China has officially lifted its decades-old ban on exports of beef from the UK this week, in a landmark move which is expected to be worth £250 million to British producers in the first five years.
The Prime Minister announced a deal had been struck in January during a visit to Bejing, but now allow official market access negotiations can begin, a process which typically takes around three years.
China imposed a ban on British beef after the BSE crisis in 1996.
Defra Secretary Michael Gove said: “This is fantastic news for our world-class food and farming industry and shows we can be a truly outward looking Britain outside the European Union. It is the result of painstaking and collaborative work by industry and the Defra team over many years.
“Today’s milestone will help to unlock UK agriculture’s full potential and is a major step to forging new trading relationships around the globe.”

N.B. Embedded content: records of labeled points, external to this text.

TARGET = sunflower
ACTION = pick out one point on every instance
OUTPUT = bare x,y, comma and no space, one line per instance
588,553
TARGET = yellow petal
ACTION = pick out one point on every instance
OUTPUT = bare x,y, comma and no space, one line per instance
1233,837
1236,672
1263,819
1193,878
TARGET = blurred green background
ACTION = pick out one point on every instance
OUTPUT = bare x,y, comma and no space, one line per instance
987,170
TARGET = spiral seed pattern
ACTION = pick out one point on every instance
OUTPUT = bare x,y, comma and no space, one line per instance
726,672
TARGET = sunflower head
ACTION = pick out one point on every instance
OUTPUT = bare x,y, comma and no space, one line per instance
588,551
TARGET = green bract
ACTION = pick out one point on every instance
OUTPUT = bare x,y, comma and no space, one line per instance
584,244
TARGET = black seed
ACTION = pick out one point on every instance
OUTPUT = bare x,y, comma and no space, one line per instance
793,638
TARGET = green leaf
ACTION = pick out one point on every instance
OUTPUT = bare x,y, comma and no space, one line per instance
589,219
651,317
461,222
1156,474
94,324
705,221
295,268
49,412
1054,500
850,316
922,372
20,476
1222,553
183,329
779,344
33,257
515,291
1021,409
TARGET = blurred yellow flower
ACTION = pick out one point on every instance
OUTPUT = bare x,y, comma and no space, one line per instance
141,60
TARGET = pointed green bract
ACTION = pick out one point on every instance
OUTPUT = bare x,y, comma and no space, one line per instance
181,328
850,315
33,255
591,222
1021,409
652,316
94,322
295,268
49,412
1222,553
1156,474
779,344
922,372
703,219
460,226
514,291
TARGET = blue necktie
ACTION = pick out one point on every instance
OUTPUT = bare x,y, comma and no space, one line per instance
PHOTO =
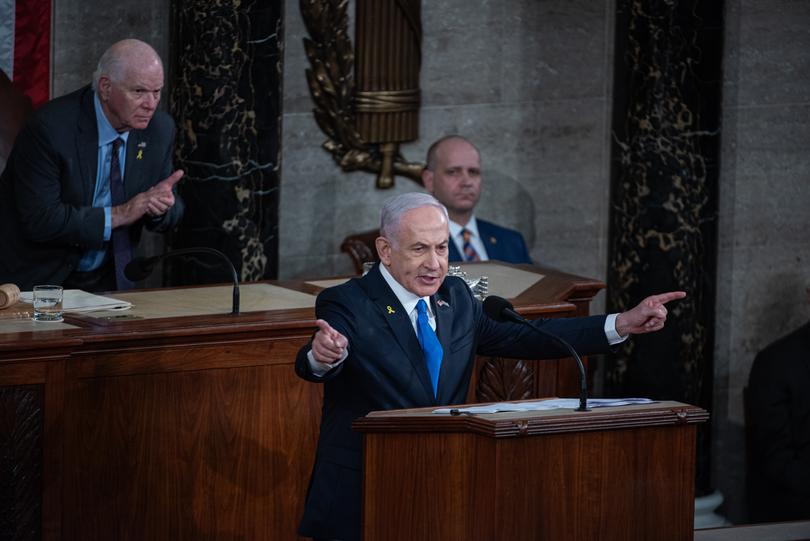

China is currently the UK’s eighth largest export market for agri-food, with over £560 million worth of food and drink bought by Chinese consumers last year.
AHDB has also welcomed the announcement.
The board’s international market development director Dr Phil Hadley said: “We are delighted that China has lifted the ban on UK beef. This marks an important milestone in growing our meat exports to this all-important market.
“Today’s news follows years of collaboration between AHDB, Government and industry to make this a reality and we look forward to seeing UK beef exported to the country for the first time in over 20 years.
“We will now begin the work on the export protocols and approvals to allow commercial shipments to begin.”